Database: ProQuest TDM (Text Data Mining)

ProQuest TDM provides access to a wide variety of ProQuest texts (publications, newspapers, zines, papers) in a platform that allows text analysis. This guide introduces the platform and included text holdings, as well as two approaches for analyzing text

Selecting Publications

  1. Log in to your TDM Studio Account
  2. Click the blue "Create New Dataset" button on the right
  3. You have the option to create a dataset by selecting either:
    1. Publication Titles (choose individual publications, can select multiple)
    2. ProQuest Databases (choose all the publications indexed in a database, e.g. everything in Ethnic News Watch, or Latin American Newsstream)
  4. Use the search box to find publications
  5. When searching for publication titles, keep in mind that the default is 20 results per page.
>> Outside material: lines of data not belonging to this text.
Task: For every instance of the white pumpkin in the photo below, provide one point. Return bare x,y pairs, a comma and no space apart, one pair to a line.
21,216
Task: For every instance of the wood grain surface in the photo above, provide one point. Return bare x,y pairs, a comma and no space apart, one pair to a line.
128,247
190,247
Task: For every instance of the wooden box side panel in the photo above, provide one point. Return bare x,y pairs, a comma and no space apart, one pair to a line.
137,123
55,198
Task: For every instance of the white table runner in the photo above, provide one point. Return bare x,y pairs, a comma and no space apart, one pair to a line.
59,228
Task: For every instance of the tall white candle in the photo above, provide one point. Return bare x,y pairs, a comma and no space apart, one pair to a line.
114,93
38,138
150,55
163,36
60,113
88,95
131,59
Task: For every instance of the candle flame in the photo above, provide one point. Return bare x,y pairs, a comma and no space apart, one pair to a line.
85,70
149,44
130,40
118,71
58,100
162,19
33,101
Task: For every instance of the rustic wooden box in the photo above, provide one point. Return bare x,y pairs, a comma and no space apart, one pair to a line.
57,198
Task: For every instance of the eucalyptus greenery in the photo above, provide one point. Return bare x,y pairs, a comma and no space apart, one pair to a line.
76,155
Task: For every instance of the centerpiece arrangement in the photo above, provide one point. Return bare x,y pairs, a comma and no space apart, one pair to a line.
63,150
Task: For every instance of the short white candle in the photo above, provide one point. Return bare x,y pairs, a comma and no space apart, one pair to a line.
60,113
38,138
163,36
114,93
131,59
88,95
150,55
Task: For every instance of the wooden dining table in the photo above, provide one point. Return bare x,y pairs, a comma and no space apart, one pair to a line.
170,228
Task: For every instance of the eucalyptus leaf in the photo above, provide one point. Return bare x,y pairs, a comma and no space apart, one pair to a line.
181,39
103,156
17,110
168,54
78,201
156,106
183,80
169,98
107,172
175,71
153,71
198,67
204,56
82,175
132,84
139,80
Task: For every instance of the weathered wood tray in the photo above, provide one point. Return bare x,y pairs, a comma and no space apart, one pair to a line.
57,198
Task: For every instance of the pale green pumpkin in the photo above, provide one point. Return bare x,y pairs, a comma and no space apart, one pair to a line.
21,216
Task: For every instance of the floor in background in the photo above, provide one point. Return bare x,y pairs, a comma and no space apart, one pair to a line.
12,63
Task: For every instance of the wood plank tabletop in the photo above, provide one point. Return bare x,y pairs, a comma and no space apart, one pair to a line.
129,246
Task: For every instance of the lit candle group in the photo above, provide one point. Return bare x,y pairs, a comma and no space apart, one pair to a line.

If you don't see what you're looking for on the first page, click to the next page of results
  6. You can select multiple publications by checking the box to the left of the title
  7. You can find out more details about the publication and date coverage by clicking the publication title 
  8. As you are selecting your publications, keep in mind:
    1. You may see multiple results for the same publication title. A newspaper/source/publication may have different online and print editions or may have historical and current editions with different date ranges. Be sure to look at the Source Type and Date Range columns. Click on the publication title for more information.
    2. If you are selecting multiple publications of the same name (their current and historical versions), try to generate your dataset starting from the most recent publication and going back chronologically. For example, if a publication has historical coverage from 2000 – 2005, and a current coverage of 2003 – current, it may be better to generate your dataset with the current coverage first, and then with the historical coverage limiting it to 2000-2003 during the content refinement step
    3. While there is no limit to the number of publications you select, a dataset can contain a maximum of 2 million records. Keep this in mind when refining your search in the next step.
  9. When you are finished selecting your publications or databases, click "Next: Refine Content" at the bottom of the page

Refining the Search

  1. You can narrow down your dataset within the selected publications or databases using a keyword search. For detailed information on how to use Boolean operators, wildcards, and other search techniques click "Search tips" directly under the search bar on the right, or follow this link: 
  2. You can also filter your dataset by date range, source type and document type.
  3. As you apply filters, a sample of documents that match your criteria are displayed, giving you a preview of the data.
  4. When you are finished refining your search, click the Next: Review Dataset button on the bottom-right.
  5. The next page provides the document count of your dataset and the publications. If you want to keep modifying it, click on "Refine Content" under the checkbox on the progress bar at the top. 
  6. Give your dataset a name and description. It is a good idea to give the dataset a unique name and clear description of the sources, dates and search terms used, especially if you'll be creating multiple datasets throughout the research process.
  7. Click "Create Dataset" at the bottom.
  8. The dataset will begin processing and may take some time. TDM Studio processes 100,000-200,000 documents an hour.
  9. You will be returned to your dashboard and the dataset you just defined will display In-Progress.
  10. When a dataset is completed, it will transfer automatically to the data folder in your Jupyter Notebook environment.